Is preserving a marriage for the sake of children a bad idea?

LadyEmeraude

also known as Buttercup
Yesterday I had listened to a radio talk show that had many thoughts and opinions on preserving a marriage
for the sole sake of the children. Do you have thoughts on this?
 

It probably depends on the parents. If they can still provide a healthy environment for the children, then it might be okay. But if they're at each other's throats all the time, and there's a lot of yelling and screaming in the house, then definitely not. Of course, they might not be able to survive financially apart, but in that case, they wouldn't be staying together for the "sole sake of the children."
 
I think that depends on the kids. Older kids can weather things better than younger ones. The question is how the antics of the parents are affecting the kids. If one parent is continually running down the other, and being extremely negative; if that upsets the kids, why stay together. I don't know how effective is acting like all is well in the marriage, the kids aren't deaf and blind. Are there parents who can act civilly, sanely, and be sensative to their spouces and their families during a divorce? No.
 
Nathan, I think kids could resent it if they divorced or if they stayed together. A lot of personalities at play, both adult & juveniles.

My cousin separated from her husband & didn't divorce. It was better that he'd moved out because of the way he was (long story). He didn't do anything to support the kids after he left & she worked hard, but didn't make much money to support three. He passed away about year or so later & the kids ended up with his SSA disability benefits.

One man I worked with stayed married until the youngest was 16. He & his wife felt it was better to provide a stable house as long as they could.

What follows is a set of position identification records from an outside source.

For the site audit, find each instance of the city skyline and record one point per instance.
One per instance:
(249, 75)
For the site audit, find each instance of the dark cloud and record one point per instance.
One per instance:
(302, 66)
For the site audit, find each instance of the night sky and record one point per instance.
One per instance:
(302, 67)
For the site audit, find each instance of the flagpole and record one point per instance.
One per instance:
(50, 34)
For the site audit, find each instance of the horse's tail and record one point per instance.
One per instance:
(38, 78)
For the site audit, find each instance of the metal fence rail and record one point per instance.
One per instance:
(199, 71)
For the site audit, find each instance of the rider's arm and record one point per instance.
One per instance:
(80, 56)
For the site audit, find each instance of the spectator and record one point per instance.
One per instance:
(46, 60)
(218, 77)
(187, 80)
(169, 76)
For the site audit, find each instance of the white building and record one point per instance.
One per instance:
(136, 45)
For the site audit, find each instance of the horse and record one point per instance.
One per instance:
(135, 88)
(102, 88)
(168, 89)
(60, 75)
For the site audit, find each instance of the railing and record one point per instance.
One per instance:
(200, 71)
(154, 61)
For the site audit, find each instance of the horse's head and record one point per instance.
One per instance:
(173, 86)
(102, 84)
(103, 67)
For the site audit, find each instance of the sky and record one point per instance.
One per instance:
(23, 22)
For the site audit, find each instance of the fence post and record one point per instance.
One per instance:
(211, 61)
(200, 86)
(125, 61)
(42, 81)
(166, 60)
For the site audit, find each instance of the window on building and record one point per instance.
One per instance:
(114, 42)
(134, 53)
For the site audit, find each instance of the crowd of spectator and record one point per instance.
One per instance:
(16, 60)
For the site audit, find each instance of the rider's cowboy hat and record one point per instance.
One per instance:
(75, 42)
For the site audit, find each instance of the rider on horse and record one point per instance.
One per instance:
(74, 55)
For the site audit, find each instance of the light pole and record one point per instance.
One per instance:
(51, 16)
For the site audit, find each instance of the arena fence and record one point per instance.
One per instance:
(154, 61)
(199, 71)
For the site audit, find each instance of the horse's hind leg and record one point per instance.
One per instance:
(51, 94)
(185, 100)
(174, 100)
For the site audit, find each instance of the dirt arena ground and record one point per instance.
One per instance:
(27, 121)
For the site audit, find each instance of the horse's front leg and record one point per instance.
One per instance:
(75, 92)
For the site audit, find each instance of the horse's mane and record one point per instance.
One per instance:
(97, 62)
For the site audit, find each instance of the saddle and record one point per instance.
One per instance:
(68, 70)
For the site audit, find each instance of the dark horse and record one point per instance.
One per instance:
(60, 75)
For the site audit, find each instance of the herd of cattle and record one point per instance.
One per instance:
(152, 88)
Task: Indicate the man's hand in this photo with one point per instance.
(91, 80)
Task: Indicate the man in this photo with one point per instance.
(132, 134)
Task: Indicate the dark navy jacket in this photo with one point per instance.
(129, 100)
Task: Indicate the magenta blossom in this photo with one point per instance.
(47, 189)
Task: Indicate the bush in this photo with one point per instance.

Another co-worker & his wife who knew them both said they got along, but it just wasn't working for them. They still got along after the divorce.

Each situation is different & there is no way what works in one will work in another.
 
Yesterday I had listened to a radio talk show that had many thoughts and opinions on preserving a marriage
for the sole sake of the children. Do you have thoughts on this?
After witnessing a friend who's marriage ended and seeing how they fight constantly over the kids and custody and who gets to see who and when, and how one called CPS on the other because of a scratch one child received and getting that parent banned from seeing only that one child for a year and how the one child was jealous of the other kids who got to see the other parent, plus a ton of other stressors.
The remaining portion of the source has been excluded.